In addition, most companies are raising prices more than cost increases fueling inflation higher.
In other words, the Fed's rate action may not impact inflation rooted in energy prices by much but most likely will slowdown the economy and increase unemployment rate.
The Fed can only impact demand and hope that lower demand will trend inflation downward but will not be able to root it out completely.
This outcome is not what investors were looking for when they were cheering for the larger and faster rate hikes.
The Fed is in a tough spot because fighting elevated inflation while keeping the economic engine humming is a delicate balance with many factors outside its control.
Skeptical investors are opting that the Fed may pursue faster rate hikes in future but that will certainly slow the economy faster too turning the Fed's expectation of 1.7% economic growth in 2022 largely out of reach.
Historically, the Fed has never managed to tame inflation above 6% without dipping the economy into a recession, meaning a profit recession and lower stock valuations.
Only time will tell if we will end up in a recession, soft landing, or just a slow down, but one thing is sure, rising rates almost always lower stock valuations.
At least today, tech stocks were in favor after a week of selling and bargain hunters were ready to add more stocks.
The yield on 10-year notes declined a fraction to 3.23% but mortgage rates remained elevated, inching closer to 6%.
The 30-year fixed-rate mortgage rates jumped to 5.78% for the week ending June 16, an increase of more than half a percentage point and the largest increase on a weekly basis since 1987, according to the survey conducted by Freddie Mac.
Mortgage rates have jumped little more than two-and-a-half percentage points from the beginning of the year and jumped from 2.93% a year ago.
Oil prices dropped to a four-week low on the growing prospects of economic recession and the U.S. dollar rose against a basket of currencies.
Russia's oil exports are going to increase in 2022 despite Western sanctions and European blockade, according to Tass news agency quoting deputy energy minister Pavel Sorokin.
In addition, oil from Venezuela is expected to reach refineries in Italy and Spain as early as next month, adding more oil supplies in the international markets.
Futures of crude oil declined 6.5% to $109.95 a barrel and natural gas fell 6.1% to $7.00 a unit.
The S&P 500 declined 0.6% to 3,674.98 and the Nasdaq Composite rose 1.4% to 10,798.90.

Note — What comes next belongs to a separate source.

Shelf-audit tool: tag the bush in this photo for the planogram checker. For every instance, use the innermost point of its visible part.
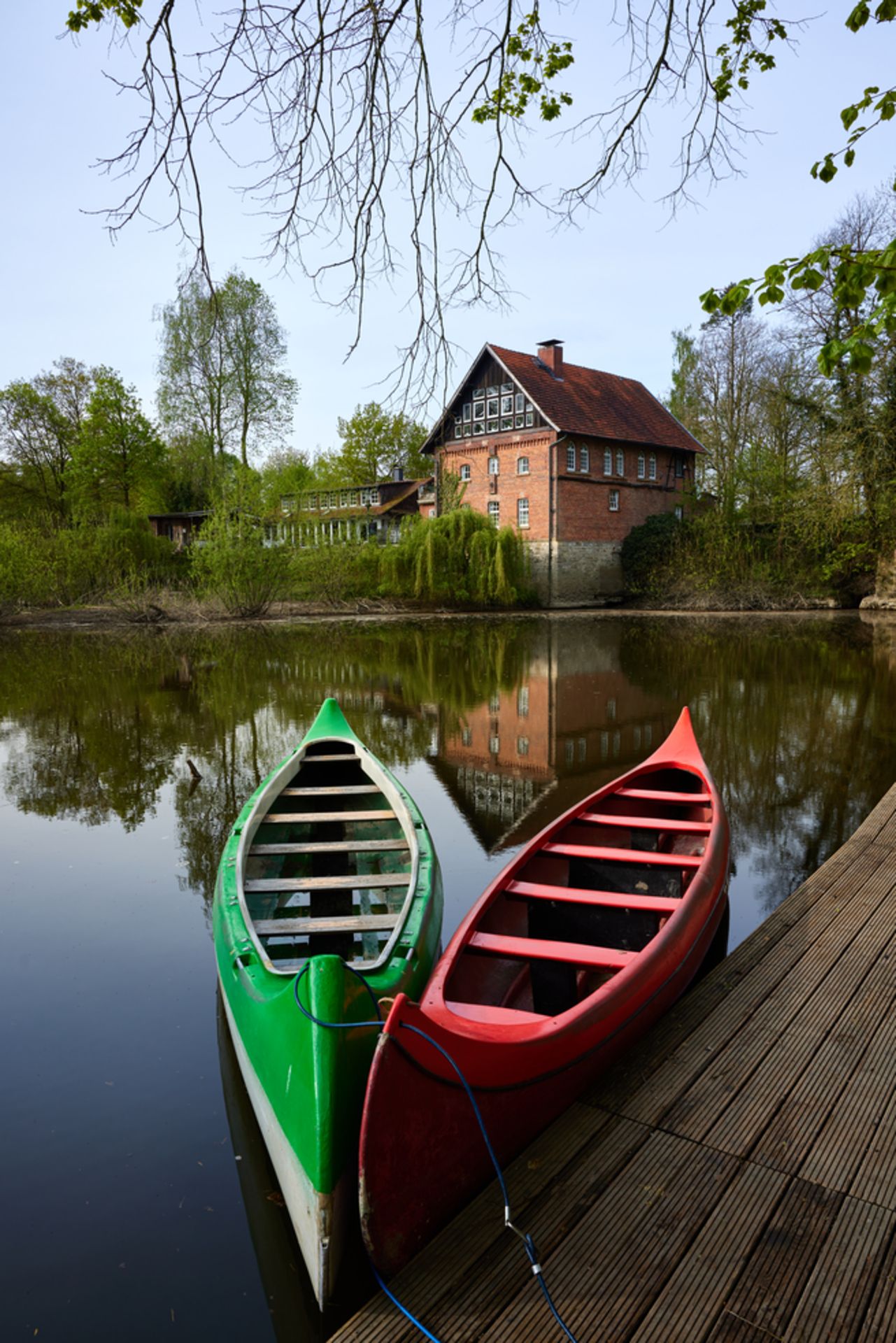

For the week, the S&P 500 fell 5.8% and registered its worst weekly loss since March 2020.
The Nasdaq Composite fell 4.8% in the week.
Tech stocks led the rebound in trading and Apple, Tesla, Amazon, Meta, Alphabet, and Microsoft rose between 1.0% and 1.5%.
Home Depot, Intel, JPMorgan, and 3M dropped to their new 52-week lows today.
Kroger Co declined 7.7% to $46.20 after the food retailer said sales in the first quarter ending May 21 rose 4.1% to $44.6 billion from a year ago.
Earnings increased to $664 million or 90 cents a share from $140 million or 18 cents in the same period.
The retailer guided comparable sales in the fiscal 2022 to increase between 2.5% and 3.5% and said in the quarter repurchased $665 million of its shares.
Kroger stock fell after the retailer said higher inflation is forcing more customers to select store branded items.